Let's rewind. The Sinhalese constitute the largest ethnic group in Sri Lanka with 74 percent of the total population, while Tamils are the second largest (12.6 percent). From 1983-2009, the Sri Lankan military fought the Liberation Tigers of Tamil Eelam, a separatist militant organization trying to create an independent state in the north of the island. As an MP in the midst of this civil war, Mahinda Rajapaksa called for observers from the U.N. to investigate human rights violations -- including disappearances. Rajapaksa is now president, but disappearances are still a common occurrence.

So what happened to spur the president's sudden animosity towards international intervention? Channel 4's two documentaries on "Sri Lanka's Killing Fields" sparked renewed interest in the government's alleged war-crimes, and U.N. resolution 19/2 was passed as a consequence. The resolution does little more than impose a timetable on the recommendations of Sri Lanka's own "Lessons Learnt and Reconciliation Committee," yet it was met with anti-western protests and large billboards with slogans like "Abraham Lincoln For You But Our Hero Mahinda Rajapaksa." I caught the beginning of an Al-Jazeera special program debating the authenticity of the footage used in the latest documentary, but the signal was (suspiciously) lost. No other channel seemed to be affected by a faulty signal.

In Sri Lanka, foreign journalists carry two phones under the assumption that at least one of them is tapped. Websites dealing with political affairs must register with the government or face local action, and many are blocked. These events are reminiscent the Chinese government's directive that all users of Weibo (China's Twitter) must use their real name and ID number.

Online activism and responsibility

Online tools used for social change are sometimes blighted as "slacktevism" -- signing a petition doesn't take much effort. But these tools have proved influential, most notably during the Arab Spring protests. The more urgent criticism of online activism is that it can easily be monitored and manipulated -- as it was in Bahrain, Syria and Egypt.

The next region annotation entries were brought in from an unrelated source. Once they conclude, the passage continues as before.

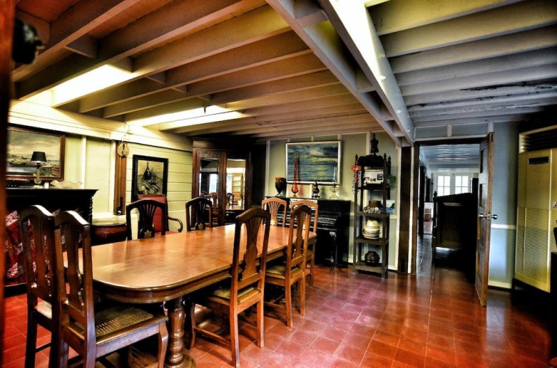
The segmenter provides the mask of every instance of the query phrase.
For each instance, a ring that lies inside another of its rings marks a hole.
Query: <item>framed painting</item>
[[[63,180],[65,146],[64,134],[8,127],[6,179],[33,179],[37,173],[37,163],[31,162],[31,158],[36,153],[45,159],[40,164],[41,179]]]
[[[340,184],[340,141],[286,143],[287,182]]]
[[[166,194],[168,159],[134,155],[132,169],[132,202],[139,194]]]

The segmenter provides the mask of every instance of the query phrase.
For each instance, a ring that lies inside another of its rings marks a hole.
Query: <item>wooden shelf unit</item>
[[[386,154],[369,154],[358,157],[355,164],[361,168],[356,175],[354,193],[354,253],[352,267],[354,272],[365,271],[387,277],[389,269],[389,234],[390,215],[386,213],[386,201],[391,198],[388,177],[391,175],[391,157]],[[372,173],[369,175],[370,172]],[[370,179],[370,178],[372,179]],[[370,182],[373,180],[375,182]],[[381,200],[382,211],[366,211],[369,201]],[[369,220],[375,220],[381,227],[379,237],[370,239],[362,230]],[[366,251],[376,251],[380,257],[378,264],[365,261]]]

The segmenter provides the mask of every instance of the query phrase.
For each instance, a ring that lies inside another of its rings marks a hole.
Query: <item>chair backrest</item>
[[[213,202],[209,198],[197,197],[186,202],[186,230],[203,230],[212,226]],[[205,214],[208,216],[205,222]]]
[[[271,225],[273,226],[277,226],[278,225],[277,215],[281,210],[281,207],[282,207],[283,209],[283,227],[286,225],[286,207],[287,203],[285,200],[276,197],[265,198],[261,201],[261,208],[263,209],[268,209],[269,212],[271,214]]]
[[[299,205],[306,205],[309,208],[311,209],[311,211],[313,212],[313,216],[311,216],[311,231],[315,232],[315,230],[317,228],[317,219],[319,217],[319,205],[311,200],[297,200],[293,202],[290,202],[290,207],[294,209],[296,206]]]
[[[38,298],[54,307],[58,282],[54,258],[54,216],[42,206],[27,207],[19,216],[19,231],[26,278],[27,307],[36,307]]]
[[[230,303],[237,303],[238,291],[248,286],[257,284],[254,287],[263,290],[270,218],[270,214],[260,208],[249,209],[236,217]],[[260,251],[261,258],[258,260]]]
[[[63,339],[74,349],[81,346],[82,351],[94,351],[97,340],[91,225],[74,211],[61,212],[56,216],[55,222],[56,269],[61,280],[63,279],[65,274],[62,261],[63,241],[67,250],[65,280],[68,286],[60,283],[58,291]]]
[[[168,231],[170,227],[168,227],[168,202],[166,200],[166,195],[164,194],[157,193],[157,194],[138,194],[137,198],[141,199],[143,198],[150,198],[152,200],[155,200],[157,202],[160,202],[161,203],[164,203],[166,206],[166,222],[162,222],[162,214],[161,210],[159,209],[157,209],[155,211],[155,216],[153,216],[152,223],[155,225],[155,232],[161,232],[162,231],[162,226],[164,225],[164,230]]]
[[[226,193],[226,205],[228,207],[232,207],[234,205],[234,193]]]
[[[166,227],[161,224],[168,223],[166,217],[166,205],[150,198],[138,200],[126,206],[126,234],[128,239],[132,239],[132,211],[137,209],[139,216],[137,221],[137,239],[150,238],[155,236],[157,227],[154,225],[155,214],[157,209],[160,210],[160,221],[159,222],[161,235],[166,233]]]
[[[217,192],[211,192],[207,195],[207,198],[209,198],[213,204],[213,214],[217,213],[219,211],[219,194]]]
[[[290,278],[293,267],[306,268],[306,253],[308,251],[309,224],[311,209],[306,205],[299,205],[290,212],[290,224],[288,231],[288,248],[286,250],[286,271]]]

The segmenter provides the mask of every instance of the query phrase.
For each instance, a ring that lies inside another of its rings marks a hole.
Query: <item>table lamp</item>
[[[37,173],[35,175],[35,184],[37,184],[34,188],[41,188],[40,185],[42,180],[40,179],[40,166],[47,163],[47,154],[45,152],[34,151],[31,157],[31,161],[37,166]]]

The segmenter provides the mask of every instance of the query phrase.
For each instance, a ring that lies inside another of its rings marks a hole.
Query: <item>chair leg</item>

Many online tools allow gross oversimplification of complicated issues. The petition on Change.org uses the language of propaganda to rally -- to date -- 11,000 supporters to its cause. Do petitioners really understand what is at stake, or do they see the language of Human Rights on a website they trust and click a button to satisfy their noble desire to help?

Should Sri Lankans be left to negotiate the terms of a long-awaited peace on their own terms? Should change.org censor content? The company's mission is to "fight for what's right." But if it allows "anyone, anywhere" to start a petition, then who defines "what's right?"

While we celebrate this latest medium of change, we should not over-romanticize this latest incarnation of propaganda. Remembering the lessons of radio (Rwanda) and film (Nazi Germany), it becomes clear that the tools of change can empower the oppressor as well as the oppressed. Who decides which way the balance of power tips?